The connection between her fields of study impressed her advisor, Psychology Department director Jaine Strauss. “She had a real knack for merging her interests in psychology and art, including fabricating an enormous model of a neuron that still adorns our walls and designing our department T-shirts—and elevating the fashion quotient of the department exponentially in doing so,” says Strauss. “The most remarkable synthesis of art and psychology was Lauren’s directed research project, in which she examined the benefits of an artistic activity—finger painting—on students’ well-being. The study was impeccable in its research design. In essence, she affirmed the restorative power of even rudimentary artistic expression.” Switching majors from psychology to art was difficult for her, says Strauss, but “Lauren was so wise and mature in doing so—following her heart and her passion—and the whole department supported her decision, even as we appreciated the challenges of an arts career. Seeing her success now is inspiring. I’m excited to see where she goes next.”
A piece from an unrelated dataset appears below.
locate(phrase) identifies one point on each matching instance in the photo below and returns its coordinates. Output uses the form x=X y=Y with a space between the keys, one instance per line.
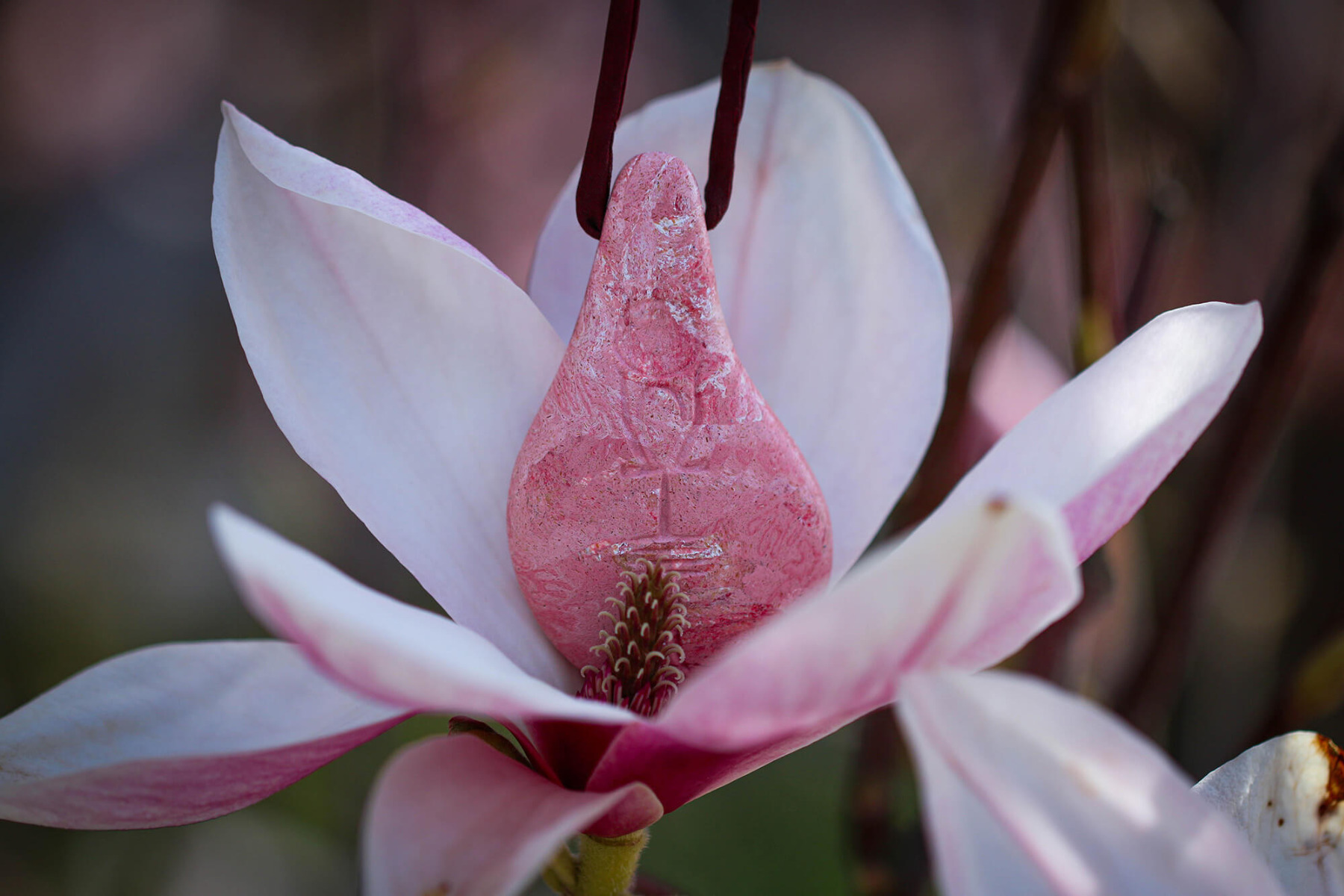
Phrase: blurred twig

Machen is unsure about that next step herself. For now she’s content to scavenge her neighborhood and local Home Depot for unconventional materials to use in her creations. “Every day I look around and see things,” she says. “I get really inspired by the materials themselves and learning how to work with them in a different way than they are traditionally worked with.”
She takes with her the lessons about self-knowledge that she learned in college. “The journey of establishing an aesthetic takes time,” she says. “Now I feel like I can make something in any discipline and it will look like it’s mine.”
Minneapolis freelancer ELIZABETH LARSEN is a regular contributor to Macalester Today.